The ProLite Plus has a 3.8 R value.
FWIW Campmor has them on sale for $54.98. My wife and sons gave one to me for Father's day. ;-)
NewtonAug 4, 2012 at 7:23 am #1900072
@glacierramblerLocale: NW Montana
I'm also a side-sleeper/turner who used to be trained to sleep on my back. Then I gave it up, and I lost the ability to fall asleep that way. Now I'm working to get it back as I slept much better on my back at home and on the trail.
What helped me learn it the first time–and what I am doing again–is exercising consistently, especially lifting exercises that work my back like squats, deadlifts, and presses. When my back muscles are tired, it's much easier to fall asleep that way. The wee morning hours are still difficult, and I wind up on my side more often than not, but I am making progress.
It is doable, just not easy.Aug 4, 2012 at 12:04 pm #1900123
I think pretty much every side sleeper (kids aside) is going to get sore hips on a CCF pad if the ground underneath is hard and flat. IMO, to side sleep successfully on a CCF pad you really need some help from the terrain as well. Finding a nice soft depression in the ground for your butt/hips area makes a huge difference. Even then, back sleeping works noticeably better for me.
I used to be a side sleeper, but I've gotten used to back sleeping as well. It's not that hard to do. Try it at home first. Then on the trail after a long hard day where you're quite tired. Eventually it'll be nearly as easy as side sleeping.

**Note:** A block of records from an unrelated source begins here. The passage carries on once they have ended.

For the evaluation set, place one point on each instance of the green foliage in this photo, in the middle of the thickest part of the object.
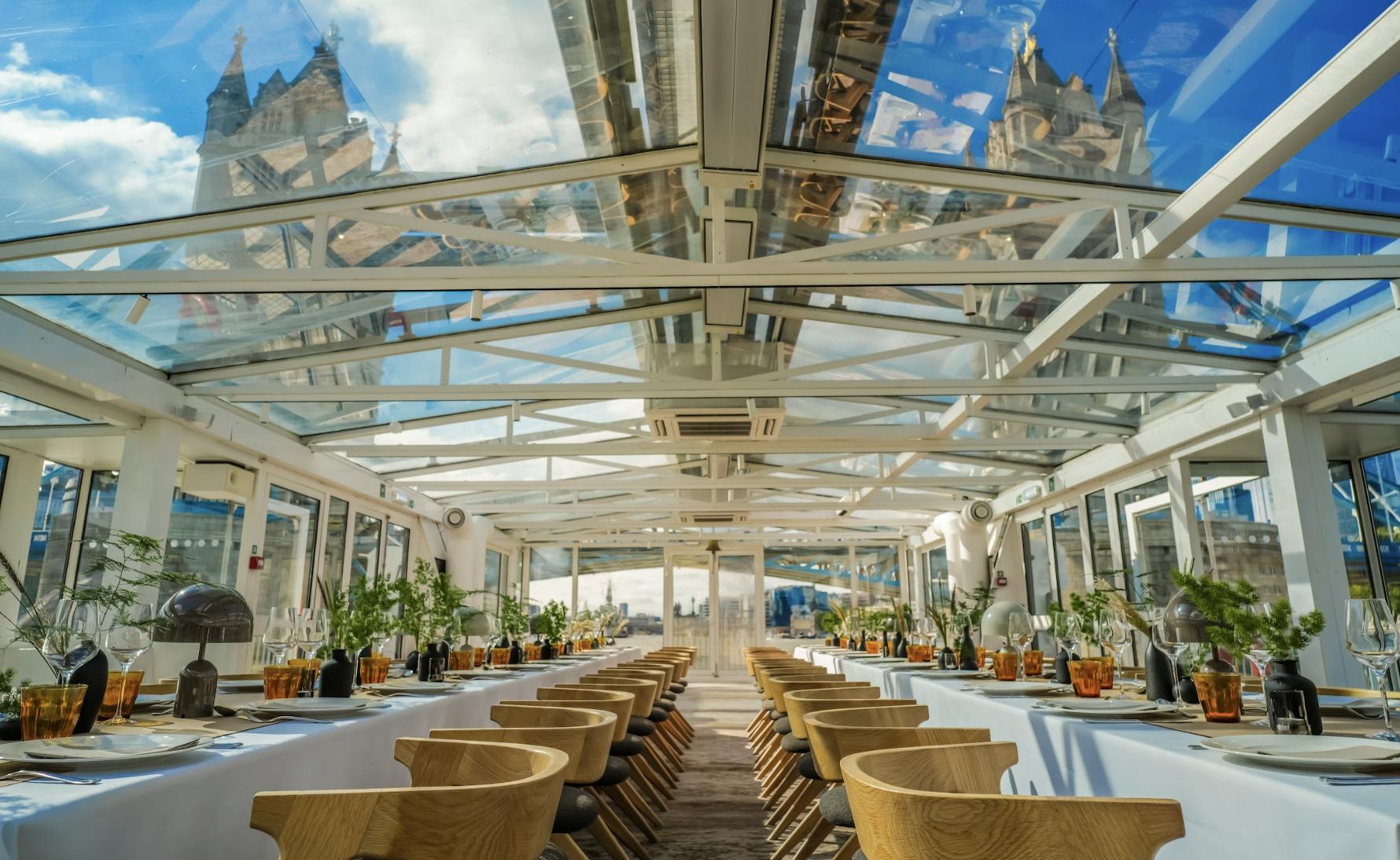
(1228, 623)
(552, 621)
(10, 693)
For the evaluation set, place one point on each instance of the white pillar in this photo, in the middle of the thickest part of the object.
(1310, 538)
(1184, 526)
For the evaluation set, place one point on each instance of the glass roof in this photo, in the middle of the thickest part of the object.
(16, 411)
(115, 113)
(1147, 94)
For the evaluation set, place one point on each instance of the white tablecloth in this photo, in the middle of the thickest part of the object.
(197, 806)
(1231, 810)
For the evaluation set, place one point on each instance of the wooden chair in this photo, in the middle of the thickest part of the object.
(500, 809)
(581, 733)
(941, 802)
(864, 726)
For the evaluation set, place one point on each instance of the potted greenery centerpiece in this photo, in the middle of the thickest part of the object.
(1224, 608)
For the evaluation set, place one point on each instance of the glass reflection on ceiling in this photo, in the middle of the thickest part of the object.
(115, 118)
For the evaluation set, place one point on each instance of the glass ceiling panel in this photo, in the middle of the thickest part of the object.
(190, 332)
(115, 113)
(1147, 94)
(16, 411)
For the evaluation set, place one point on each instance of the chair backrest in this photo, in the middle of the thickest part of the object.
(801, 702)
(577, 695)
(643, 689)
(906, 804)
(881, 725)
(504, 811)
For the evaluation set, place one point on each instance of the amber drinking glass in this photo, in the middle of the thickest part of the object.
(50, 711)
(374, 670)
(1004, 663)
(1087, 677)
(1035, 663)
(282, 682)
(1220, 695)
(116, 691)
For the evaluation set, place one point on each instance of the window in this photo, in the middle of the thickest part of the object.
(337, 531)
(1382, 477)
(1349, 524)
(289, 549)
(364, 551)
(52, 533)
(1100, 546)
(495, 567)
(1069, 554)
(552, 575)
(1148, 543)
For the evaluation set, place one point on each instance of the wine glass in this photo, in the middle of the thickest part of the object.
(1019, 632)
(312, 630)
(280, 634)
(127, 639)
(1165, 641)
(72, 639)
(1374, 642)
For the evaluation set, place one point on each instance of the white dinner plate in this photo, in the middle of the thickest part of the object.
(310, 707)
(1018, 689)
(100, 750)
(1310, 752)
(419, 689)
(241, 685)
(1107, 707)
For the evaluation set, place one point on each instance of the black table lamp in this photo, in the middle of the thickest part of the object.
(202, 613)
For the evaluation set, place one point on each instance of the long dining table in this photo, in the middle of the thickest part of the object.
(1232, 809)
(197, 804)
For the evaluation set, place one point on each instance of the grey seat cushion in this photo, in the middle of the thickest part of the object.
(617, 771)
(577, 810)
(794, 744)
(836, 807)
(630, 744)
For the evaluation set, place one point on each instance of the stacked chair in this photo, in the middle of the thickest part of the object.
(833, 757)
(518, 790)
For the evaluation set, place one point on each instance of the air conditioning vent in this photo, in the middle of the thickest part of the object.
(713, 519)
(717, 421)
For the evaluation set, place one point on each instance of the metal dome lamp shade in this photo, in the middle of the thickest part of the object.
(202, 613)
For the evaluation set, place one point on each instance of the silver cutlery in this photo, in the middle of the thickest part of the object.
(46, 777)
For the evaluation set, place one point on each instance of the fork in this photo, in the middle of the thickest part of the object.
(45, 775)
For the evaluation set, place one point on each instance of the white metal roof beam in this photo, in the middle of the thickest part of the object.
(734, 388)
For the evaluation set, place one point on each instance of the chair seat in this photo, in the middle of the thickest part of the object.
(630, 744)
(577, 810)
(836, 807)
(617, 772)
(794, 744)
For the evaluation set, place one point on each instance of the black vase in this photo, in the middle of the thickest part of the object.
(1161, 682)
(337, 676)
(1284, 676)
(94, 674)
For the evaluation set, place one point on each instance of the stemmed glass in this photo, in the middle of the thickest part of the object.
(127, 639)
(72, 639)
(312, 630)
(1166, 642)
(1019, 632)
(280, 634)
(1374, 642)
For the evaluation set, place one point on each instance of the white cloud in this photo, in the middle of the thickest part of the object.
(486, 72)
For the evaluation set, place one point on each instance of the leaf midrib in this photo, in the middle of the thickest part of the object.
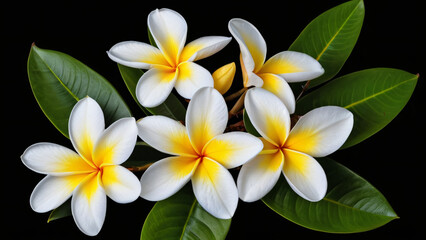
(379, 93)
(338, 31)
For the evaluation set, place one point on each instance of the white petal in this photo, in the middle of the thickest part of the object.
(88, 205)
(259, 176)
(321, 131)
(52, 191)
(120, 184)
(136, 54)
(206, 117)
(50, 158)
(268, 115)
(215, 189)
(278, 86)
(191, 78)
(233, 149)
(252, 44)
(155, 86)
(304, 175)
(166, 135)
(203, 47)
(293, 66)
(86, 124)
(166, 177)
(117, 142)
(169, 30)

When I hike with my wife I take a thicker inflatable mat (Synmat UL), because it's not easy to find a soft spot that has two perfect depressions for the both of us. With a larger shelter potential sites are already more limited. I still try to choose soft ground, but I take the inflatable mat because I know I might not get much help from the terrain.
When I hike solo I sometimes take a CCF pad (torso sized RidgeRest) because it's fairly easy to find a nice soft dip in the ground for my torso. On really fast/light trips I do this, but the inflatable mat still comes along if it's a more relaxed pace trip. It's always hard to fall asleep on a CCF if you're not really tired.Aug 4, 2012 at 3:31 pm #1900161
i use a neo air with a thinlight 1/8 inch pad to boost its r-value. it also doubles as a ground sheet for my bivy. a bit heavier, but it allows me to have the side sleep comfort of the neo.Aug 4, 2012 at 3:33 pm #1900164
@eagleriverdeeLocale: Eagle River, Alaska
I have lower back issues and tend to find sleeping in the fetal position on my side is better. I have an Peak Elite AC inflatable (12 oz) that I pair with a 3/4 Z-rest and find I have no problems sleeping on my side with that combo. I know it's heavier than a lot of folks go for here but the quality of my sleep is just as important to me as the quality of my hike.Aug 5, 2012 at 3:20 pm #1900427
@sbhikesLocale: Santa Barbara (Name: Diane)
I'm a back sleeper. It hurts the middle of my back after a while, so then I sleep on the side and hurt my hips for a while. Back and forth through the night.